Oregon tribe: Group ‘desecrating’ the land
Associated Press
BURNS, ORE.
The leader of an American Indian tribe that regards an Oregon nature preserve as sacred issued a rebuke Wednesday to the armed men who are occupying the property, saying they are not welcome at the snowy bird sanctuary and must leave.
The Burns Paiute tribe was the latest group to speak out against the men, who have taken several buildings at the preserve to protest policies governing the use of federal land in the West.
“The protesters have no right to this land.
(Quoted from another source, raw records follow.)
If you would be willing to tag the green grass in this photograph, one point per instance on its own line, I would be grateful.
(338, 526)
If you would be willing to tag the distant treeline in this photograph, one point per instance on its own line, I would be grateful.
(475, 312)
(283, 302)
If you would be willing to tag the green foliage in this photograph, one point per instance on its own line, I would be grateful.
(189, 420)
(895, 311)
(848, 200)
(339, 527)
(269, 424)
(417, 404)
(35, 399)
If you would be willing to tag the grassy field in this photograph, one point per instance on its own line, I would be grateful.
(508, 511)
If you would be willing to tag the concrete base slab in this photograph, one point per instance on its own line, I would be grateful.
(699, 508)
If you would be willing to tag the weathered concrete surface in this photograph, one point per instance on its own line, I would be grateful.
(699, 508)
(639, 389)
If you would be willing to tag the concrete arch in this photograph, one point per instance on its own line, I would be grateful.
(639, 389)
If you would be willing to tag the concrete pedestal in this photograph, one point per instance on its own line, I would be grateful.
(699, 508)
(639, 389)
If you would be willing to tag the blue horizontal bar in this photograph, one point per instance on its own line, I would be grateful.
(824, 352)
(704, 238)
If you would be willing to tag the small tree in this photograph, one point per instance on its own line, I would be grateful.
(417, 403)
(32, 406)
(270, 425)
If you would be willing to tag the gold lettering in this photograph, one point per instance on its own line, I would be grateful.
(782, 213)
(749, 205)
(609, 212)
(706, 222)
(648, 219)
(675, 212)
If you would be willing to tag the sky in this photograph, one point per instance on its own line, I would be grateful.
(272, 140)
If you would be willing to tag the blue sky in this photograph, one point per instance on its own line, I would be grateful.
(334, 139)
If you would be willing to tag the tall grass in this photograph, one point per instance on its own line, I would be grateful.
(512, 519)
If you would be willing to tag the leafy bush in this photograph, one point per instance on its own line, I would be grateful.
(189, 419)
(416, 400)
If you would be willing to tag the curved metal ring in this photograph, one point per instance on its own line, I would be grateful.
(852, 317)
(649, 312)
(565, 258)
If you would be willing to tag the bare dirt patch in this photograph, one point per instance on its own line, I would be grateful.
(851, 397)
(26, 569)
It belongs to the native people who live here,” tribal leader Charlotte Rodrique said.
She spoke at a news conference at the tribe’s cultural center, about a half-hour drive from Malheur National Wildlife Refuge, which is being occupied by some 20 men led by Ammon Bundy, whose father, Cliven, was at the center of a standoff in Nevada with federal officials in 2014 over use of public lands.
Ammon Bundy is demanding that the refuge be handed over to locals.
Rodrique said she “had to laugh” at the demand, because she knew Bundy was not talking about giving the land to the tribe.
The 13,700-acre Burns Paiute Reservation is north of the remote town of Burns in Oregon sagebrush country. The reservation is separate from the wildlife refuge, but tribal members consider it part of their ancestral land.